Before the pandemic took hold, the Organisation for Economic Co-operation and Development suggested that, in the rich world, 9 per cent of jobs were at high risk of automation. Global management consultancy McKinsey went further. In a 2017 report in said: "About half of all the activities people are paid to do in the world’s workforce could potentially be automated by adapting currently demonstrated technologies. That amounts to almost $15 trillion in wages."
In the UK, estimates of jobs at risk range from 7.4 per cent to just under a third. But even the lower estimate amounts to 1.5 million jobs. And Covid, research suggests, has only "accelerated the pace of technological change".
The good news
Yet there is a good news: the vast majority of jobs will not disappear but simply change, and there will be no reason to mourn most of what is lost. Will teachers or doctors care if they can spend time with students or patients instead of paperwork? Unlikely. Studies suggest workers waste 40 days a year on drudgery.

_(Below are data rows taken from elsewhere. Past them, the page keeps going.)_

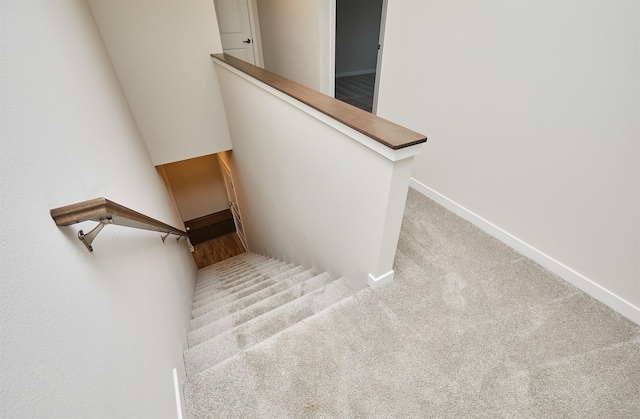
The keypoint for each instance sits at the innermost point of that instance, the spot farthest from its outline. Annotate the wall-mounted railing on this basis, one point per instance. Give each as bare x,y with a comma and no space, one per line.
106,212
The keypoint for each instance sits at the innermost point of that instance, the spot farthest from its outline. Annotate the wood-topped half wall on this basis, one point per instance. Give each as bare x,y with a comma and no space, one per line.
385,132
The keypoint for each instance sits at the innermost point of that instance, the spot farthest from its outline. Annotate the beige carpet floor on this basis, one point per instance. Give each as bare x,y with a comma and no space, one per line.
469,328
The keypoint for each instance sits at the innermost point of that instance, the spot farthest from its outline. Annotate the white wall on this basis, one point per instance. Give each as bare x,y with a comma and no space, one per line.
83,334
531,109
357,36
310,193
197,186
160,50
297,40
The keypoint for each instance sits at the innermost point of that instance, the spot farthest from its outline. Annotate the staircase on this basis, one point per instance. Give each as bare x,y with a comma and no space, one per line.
246,300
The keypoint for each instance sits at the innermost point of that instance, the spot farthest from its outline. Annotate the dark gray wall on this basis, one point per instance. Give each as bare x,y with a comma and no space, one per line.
357,33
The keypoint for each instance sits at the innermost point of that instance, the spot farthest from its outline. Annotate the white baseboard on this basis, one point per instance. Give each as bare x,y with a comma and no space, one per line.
377,282
583,283
356,73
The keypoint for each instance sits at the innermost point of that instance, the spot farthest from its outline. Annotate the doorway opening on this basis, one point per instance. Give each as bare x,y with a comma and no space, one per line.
196,188
358,26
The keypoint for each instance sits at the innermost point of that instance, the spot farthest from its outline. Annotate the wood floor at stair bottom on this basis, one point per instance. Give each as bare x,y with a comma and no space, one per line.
217,250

In fact a majority of employees actually yearn for automation to take some of the pain away.
Should we choose to invest in them, robotics and 3D printing might also allow the West to reshore manufacturing, cutting carbon costs and securing supply chains whose fragility has been dramatically exposed by the pandemic.

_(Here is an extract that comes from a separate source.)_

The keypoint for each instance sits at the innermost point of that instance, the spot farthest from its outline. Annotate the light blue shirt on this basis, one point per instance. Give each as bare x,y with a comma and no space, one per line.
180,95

But we need to have the courage to invest as other regions are. Data from the International Federation of Robotics show that the number of industrial robots worldwide has almost doubled, to 2.7 million, in the past five years alone. But while China installed 140,500 last year, in Britain the total was fewer than 2,000.

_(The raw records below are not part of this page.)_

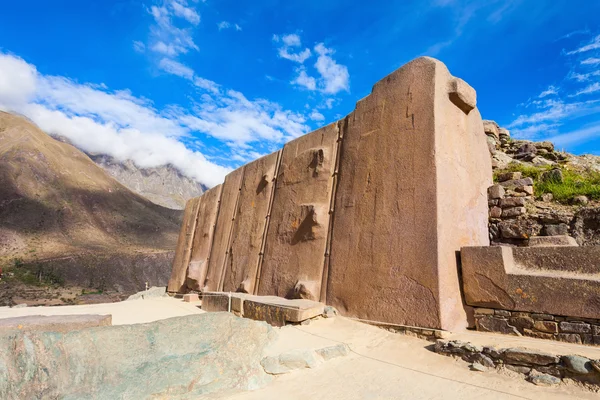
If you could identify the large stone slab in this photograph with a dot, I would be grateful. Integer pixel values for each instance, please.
(297, 235)
(222, 235)
(241, 266)
(184, 247)
(414, 171)
(548, 280)
(177, 358)
(203, 238)
(54, 323)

Reluctance to embrace the new is understandable. From the printing press to the power loom, automation has historically cost countless thousands their livelihoods. As the economist Carl Frey points out, many people never recover. "Three generations of Englishmen were made worse off" by the industrial revolution that started in 1770, notes Frey. The Luddites were right. Not till the 1840s did economic benefits trickle down.
But the risk of not embracing automation is arguably far greater – of productivity stagnating when we need workers more than ever. As our society ages, we will have fewer workers – about 13.5 million fewer in Europe by 2030 – even as our population grows. Can we really afford to let our GPs or police officers spend so much time filling forms then?
As we emerge from this disease-driven slump, we are unlikely to have a choice. A recent analysis titled ‘Forced Automation by Covid-19?’, written by two US economists, said that since the 1980s jobs lost in recessions have been "substituted by technology during the recoveries, leading to ‘jobless recoveries’". There is no reason for this recovery to be any different.